Policjanci z Legnicy (woj. dolnośląskie) przez kilkadziesiąt minut szukali 9-latki. Jej zniknięcie zgłosiła zdenerwowana matka. Okazało się, że kilka godzin wcześniej osobiście wypuściła dziecko na plac zabaw, bo miała spotkanie. W trakcie poszukiwań dziewczynka sama wróciła do domu.
"Nie mogę znaleźć mojej córki" - takie zgłoszenie odebrali legniccy policjanci w ubiegły weekend. Natychmiast ruszyli na poszukiwania 9-letniej dziewczynki. Po niemal 90 minutach mundurowych poinformowano, że dziecko się odnalazło. Dziewczynka sama wróciła do domu.
- Okazało się, że matka miała spotkanie i wypuściła dziecko o 9 rano na pobliski plac zabaw. Zaniepokoiła się dopiero popołudniu i zgłosiła, że nie może znaleźć swojego dziecka - relacjonuje podinsp. Sławomir Masojć z policji w Legnicy.

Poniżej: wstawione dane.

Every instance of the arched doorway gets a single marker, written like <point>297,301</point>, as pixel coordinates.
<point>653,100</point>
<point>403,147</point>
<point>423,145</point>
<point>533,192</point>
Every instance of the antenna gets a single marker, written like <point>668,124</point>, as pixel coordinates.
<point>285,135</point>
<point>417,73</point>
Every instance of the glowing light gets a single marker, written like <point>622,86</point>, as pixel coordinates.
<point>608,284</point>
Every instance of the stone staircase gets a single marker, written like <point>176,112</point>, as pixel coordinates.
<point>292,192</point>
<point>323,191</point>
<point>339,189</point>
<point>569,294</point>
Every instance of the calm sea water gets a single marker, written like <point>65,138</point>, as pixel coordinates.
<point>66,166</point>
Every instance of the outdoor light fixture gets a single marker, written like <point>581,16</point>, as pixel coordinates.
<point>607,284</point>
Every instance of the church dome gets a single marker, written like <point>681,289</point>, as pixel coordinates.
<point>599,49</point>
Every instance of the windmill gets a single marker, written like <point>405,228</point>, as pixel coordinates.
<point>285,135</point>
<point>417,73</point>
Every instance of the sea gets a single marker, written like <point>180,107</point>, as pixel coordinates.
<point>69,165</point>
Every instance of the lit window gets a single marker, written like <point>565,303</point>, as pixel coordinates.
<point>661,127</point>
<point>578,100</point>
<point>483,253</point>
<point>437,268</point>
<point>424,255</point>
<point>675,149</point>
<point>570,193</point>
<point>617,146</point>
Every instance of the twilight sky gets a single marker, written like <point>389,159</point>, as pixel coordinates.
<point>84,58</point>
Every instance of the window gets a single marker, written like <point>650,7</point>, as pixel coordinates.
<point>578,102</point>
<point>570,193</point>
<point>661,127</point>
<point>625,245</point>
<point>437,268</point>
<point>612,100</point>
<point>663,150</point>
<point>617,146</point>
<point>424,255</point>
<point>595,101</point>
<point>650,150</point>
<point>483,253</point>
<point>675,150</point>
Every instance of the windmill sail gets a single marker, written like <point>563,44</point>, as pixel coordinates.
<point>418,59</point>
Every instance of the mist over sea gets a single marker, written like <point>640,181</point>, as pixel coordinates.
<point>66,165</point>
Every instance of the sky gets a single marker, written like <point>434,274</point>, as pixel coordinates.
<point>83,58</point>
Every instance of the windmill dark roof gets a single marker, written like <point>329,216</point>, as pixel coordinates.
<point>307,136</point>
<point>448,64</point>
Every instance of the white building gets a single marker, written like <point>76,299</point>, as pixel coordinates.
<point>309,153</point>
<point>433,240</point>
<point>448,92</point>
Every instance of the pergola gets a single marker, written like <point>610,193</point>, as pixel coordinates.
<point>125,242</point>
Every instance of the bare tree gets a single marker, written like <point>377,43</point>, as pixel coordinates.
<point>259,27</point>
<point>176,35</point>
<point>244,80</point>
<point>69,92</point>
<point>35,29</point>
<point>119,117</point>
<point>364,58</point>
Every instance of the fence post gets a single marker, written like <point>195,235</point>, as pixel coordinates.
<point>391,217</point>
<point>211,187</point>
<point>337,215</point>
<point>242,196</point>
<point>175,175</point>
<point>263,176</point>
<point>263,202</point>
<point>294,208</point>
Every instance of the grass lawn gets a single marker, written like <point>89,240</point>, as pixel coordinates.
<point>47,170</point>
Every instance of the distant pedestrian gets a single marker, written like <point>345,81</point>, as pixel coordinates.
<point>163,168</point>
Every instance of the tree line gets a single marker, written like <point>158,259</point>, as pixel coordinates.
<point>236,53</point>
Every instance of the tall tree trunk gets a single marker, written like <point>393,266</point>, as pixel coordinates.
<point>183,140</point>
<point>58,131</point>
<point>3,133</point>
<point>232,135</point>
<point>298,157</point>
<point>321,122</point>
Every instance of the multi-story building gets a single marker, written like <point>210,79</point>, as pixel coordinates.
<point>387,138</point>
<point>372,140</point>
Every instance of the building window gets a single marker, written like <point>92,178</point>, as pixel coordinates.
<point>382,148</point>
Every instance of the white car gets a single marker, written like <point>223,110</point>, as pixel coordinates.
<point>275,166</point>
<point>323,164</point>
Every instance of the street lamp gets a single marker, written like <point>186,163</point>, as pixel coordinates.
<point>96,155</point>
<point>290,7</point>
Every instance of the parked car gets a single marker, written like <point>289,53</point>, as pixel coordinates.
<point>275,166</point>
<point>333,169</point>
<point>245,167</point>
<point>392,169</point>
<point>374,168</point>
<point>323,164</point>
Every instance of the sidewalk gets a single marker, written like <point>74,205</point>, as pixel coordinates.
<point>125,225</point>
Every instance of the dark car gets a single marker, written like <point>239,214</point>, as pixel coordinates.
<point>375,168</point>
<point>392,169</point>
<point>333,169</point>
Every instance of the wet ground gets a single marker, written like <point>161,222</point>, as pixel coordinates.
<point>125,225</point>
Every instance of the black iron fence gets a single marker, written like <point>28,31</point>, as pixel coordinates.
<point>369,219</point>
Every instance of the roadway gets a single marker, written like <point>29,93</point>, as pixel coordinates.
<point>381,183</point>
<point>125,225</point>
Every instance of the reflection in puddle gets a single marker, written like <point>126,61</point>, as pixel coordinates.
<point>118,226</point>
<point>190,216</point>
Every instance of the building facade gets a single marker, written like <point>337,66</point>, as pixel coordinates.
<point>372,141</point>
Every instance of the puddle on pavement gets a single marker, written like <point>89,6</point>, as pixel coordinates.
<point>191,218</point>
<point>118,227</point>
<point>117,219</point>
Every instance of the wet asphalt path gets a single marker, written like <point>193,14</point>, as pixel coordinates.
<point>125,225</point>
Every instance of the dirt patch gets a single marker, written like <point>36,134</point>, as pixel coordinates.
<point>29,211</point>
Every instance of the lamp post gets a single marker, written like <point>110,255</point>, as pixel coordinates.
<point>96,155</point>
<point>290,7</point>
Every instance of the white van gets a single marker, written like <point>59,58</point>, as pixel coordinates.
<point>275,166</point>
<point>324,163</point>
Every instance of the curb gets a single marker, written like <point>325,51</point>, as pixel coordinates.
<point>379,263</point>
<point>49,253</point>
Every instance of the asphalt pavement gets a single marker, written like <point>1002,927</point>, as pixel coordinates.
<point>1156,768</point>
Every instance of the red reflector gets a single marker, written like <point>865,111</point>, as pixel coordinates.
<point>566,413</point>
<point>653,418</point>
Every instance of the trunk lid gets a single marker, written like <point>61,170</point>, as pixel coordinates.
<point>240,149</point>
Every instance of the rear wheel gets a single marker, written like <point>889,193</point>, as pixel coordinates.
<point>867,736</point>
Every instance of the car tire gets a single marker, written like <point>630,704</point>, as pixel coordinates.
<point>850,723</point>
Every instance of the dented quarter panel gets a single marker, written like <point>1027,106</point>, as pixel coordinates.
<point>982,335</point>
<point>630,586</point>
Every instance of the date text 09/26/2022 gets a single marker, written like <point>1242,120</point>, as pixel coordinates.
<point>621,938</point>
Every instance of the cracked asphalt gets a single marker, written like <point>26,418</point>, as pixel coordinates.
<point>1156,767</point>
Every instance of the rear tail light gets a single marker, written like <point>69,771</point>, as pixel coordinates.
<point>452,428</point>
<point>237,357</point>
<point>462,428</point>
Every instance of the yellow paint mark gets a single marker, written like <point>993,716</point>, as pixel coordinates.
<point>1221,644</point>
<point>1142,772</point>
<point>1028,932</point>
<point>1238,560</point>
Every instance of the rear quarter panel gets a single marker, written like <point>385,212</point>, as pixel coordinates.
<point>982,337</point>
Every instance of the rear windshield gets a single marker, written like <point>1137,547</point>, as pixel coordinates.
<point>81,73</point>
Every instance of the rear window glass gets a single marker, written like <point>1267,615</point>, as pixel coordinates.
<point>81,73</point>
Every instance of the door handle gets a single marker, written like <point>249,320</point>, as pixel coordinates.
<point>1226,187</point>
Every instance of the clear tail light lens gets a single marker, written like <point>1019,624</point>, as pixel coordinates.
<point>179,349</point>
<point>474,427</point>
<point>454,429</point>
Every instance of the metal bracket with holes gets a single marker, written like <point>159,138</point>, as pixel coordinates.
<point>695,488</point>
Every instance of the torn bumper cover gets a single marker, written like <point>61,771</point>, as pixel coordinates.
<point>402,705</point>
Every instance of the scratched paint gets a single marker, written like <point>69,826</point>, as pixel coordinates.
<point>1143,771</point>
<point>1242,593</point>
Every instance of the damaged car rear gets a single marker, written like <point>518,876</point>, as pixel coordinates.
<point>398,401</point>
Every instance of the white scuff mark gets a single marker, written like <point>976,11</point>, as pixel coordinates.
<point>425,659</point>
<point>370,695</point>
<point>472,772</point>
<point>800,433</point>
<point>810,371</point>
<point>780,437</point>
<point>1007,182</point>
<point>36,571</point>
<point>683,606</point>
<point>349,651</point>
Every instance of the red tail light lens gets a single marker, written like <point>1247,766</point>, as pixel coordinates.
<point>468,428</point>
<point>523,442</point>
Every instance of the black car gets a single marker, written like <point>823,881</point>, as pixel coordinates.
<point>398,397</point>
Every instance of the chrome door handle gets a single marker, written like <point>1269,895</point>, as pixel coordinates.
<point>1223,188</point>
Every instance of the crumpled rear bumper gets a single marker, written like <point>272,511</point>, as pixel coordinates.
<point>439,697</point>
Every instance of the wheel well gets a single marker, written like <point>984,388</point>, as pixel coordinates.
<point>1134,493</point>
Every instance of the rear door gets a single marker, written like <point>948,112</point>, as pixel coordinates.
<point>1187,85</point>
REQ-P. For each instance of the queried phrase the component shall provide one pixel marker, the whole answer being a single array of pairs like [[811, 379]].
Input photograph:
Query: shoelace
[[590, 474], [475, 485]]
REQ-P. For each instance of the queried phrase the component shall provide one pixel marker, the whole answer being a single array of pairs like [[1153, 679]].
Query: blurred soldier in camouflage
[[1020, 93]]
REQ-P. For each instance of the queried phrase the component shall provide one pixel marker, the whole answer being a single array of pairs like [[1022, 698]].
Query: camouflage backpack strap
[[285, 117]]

Jej pociecha przez niemal 9 godzin przebywała bez opieki, bawiła się m.in. w okolicy jednej z galerii handlowych. Z ustaleń policjantów wynika, że dziecko miało przy sobie 2 złote na przekąskę.
Sprawa trafi do sądu
Mundurowi ustalają, dlaczego przez kilka godzin nikt nie opiekował się dzieckiem. - Na szczęście tym razem nie doszło do tragedii. Dziewczynka nie była ani brudna, ani chora. 28-letnia kobieta była trzeźwa - podkreśla Masojć. Teraz policjanci zgromadzone w tej sprawie materiały chcą przekazać do sądu rodzinnego.